Other examples exist in nature where ice is not exactly floating. In steep streams, at the beginning of the cold season, water is often seen flowing on top of a porous ice mass called anchor ice. This ice is frozen to the bed material and cannot float freely. Later in winter, the ice cover on the same steep streams can be found in a free-spanning (bridge-like) state rather than in a floating state. This state occurs once some anchor ice has released (floated away) or melted, reducing the water level. More about steep channel ice processes can be found here and here.
However, can water flow under pressure beneath an ice cover? Can an ice cover withstand hydraulic pressure while preventing percolation through cracks? If this were possible, drilling a hole in the ice cover would release some of that pressure, creating a water fountain, just like in Figure 2 below.
Figure 2. Water flowing out from a 5 cm-diameter perforation in the aufeis of the North Klondike River, Yukon, in April 2024.
Our team is currently in the middle of a four-year research project that aims to document and quantify the formation of overflow ice. Often termed icing, aufeis, or glaciation, this process partially depends on the occurrence of pressurized flow events in streams. Why is this important? Icing commonly affects culverts under highways and impacts winter driving conditions; it can also cause significant damage to the transportation infrastructure, especially during the snowmelt period. Icing processes are poorly understood and are therefore often not adequately mitigated.

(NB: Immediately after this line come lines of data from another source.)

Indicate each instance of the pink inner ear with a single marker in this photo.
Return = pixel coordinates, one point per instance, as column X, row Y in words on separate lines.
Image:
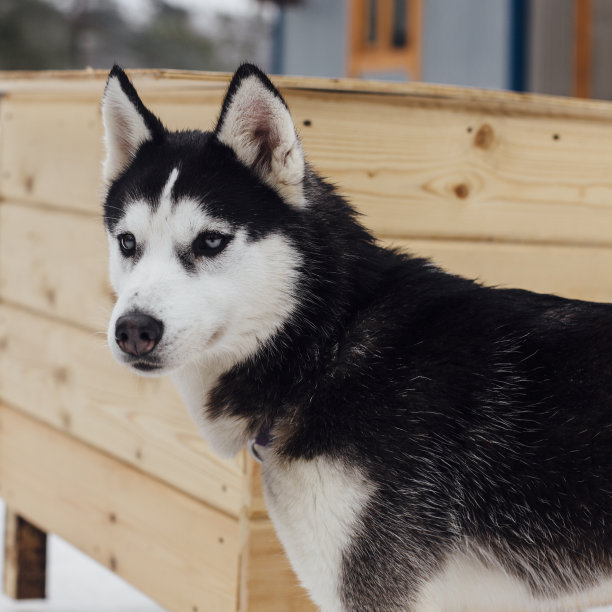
column 125, row 138
column 264, row 133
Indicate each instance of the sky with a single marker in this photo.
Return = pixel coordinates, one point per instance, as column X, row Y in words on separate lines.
column 135, row 8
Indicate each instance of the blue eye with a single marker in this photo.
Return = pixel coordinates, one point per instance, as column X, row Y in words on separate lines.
column 208, row 244
column 127, row 244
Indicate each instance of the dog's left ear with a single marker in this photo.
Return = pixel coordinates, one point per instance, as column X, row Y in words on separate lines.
column 256, row 124
column 128, row 123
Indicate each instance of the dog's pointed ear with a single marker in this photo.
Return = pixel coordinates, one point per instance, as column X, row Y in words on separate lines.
column 256, row 124
column 127, row 123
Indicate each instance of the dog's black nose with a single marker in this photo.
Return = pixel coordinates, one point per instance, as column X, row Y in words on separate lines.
column 137, row 333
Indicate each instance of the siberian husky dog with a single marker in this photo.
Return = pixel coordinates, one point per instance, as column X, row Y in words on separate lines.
column 427, row 443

Our attention has recently been driven to a complex ice process closely associated with overflow and icing: “ice blisters.”
What is an ice blister?
In streams, an ice or icing blister, is an obvious bump in the ice cover standing above the surrounding ice (including upstream) and presenting an oval or elongated (crest-like) shape. Our team observed blisters that were 1.5 m high, but the scientific literature suggests that they could be taller. Figure 3 shows an example of a couple of ice blisters in the Blackstone River, Yukon.
Figure 3. Colleague Stephanie Saal standing on a 1.2 m-high ice blister in the Blackstone River, Yukon, in March 2022 (another blister of similar size is visible on the left).
Ice blisters can contain water, or they can be dry (the water they use to contain has drained or frozen in place, usually leaving an air gap, a condition our team rarely observes). Their name, blister, is probably inadequate for most stream environments because they do not represent a closed environment or an isolated chamber for water to freeze (as is typical for similar features found inland in permafrost regions). The river ice blisters that we have documented were apparently directly connected to the main flow path under the ice.
Here is what we think we know about ice blisters:
The forces acting on the ice cover to form an ice blister likely originate from streamflow under pressure under the ice. Confirming the amount of pressure causing the blister over time would require a complex monitoring strategy: deploying a water level sensor near the location of a blister before an ice cover forms (hard to predict) and comparing this aquatic dataset with a corresponding continuous survey of the ice surface elevation. One objective of our team is to obtain those results through strategic monitoring.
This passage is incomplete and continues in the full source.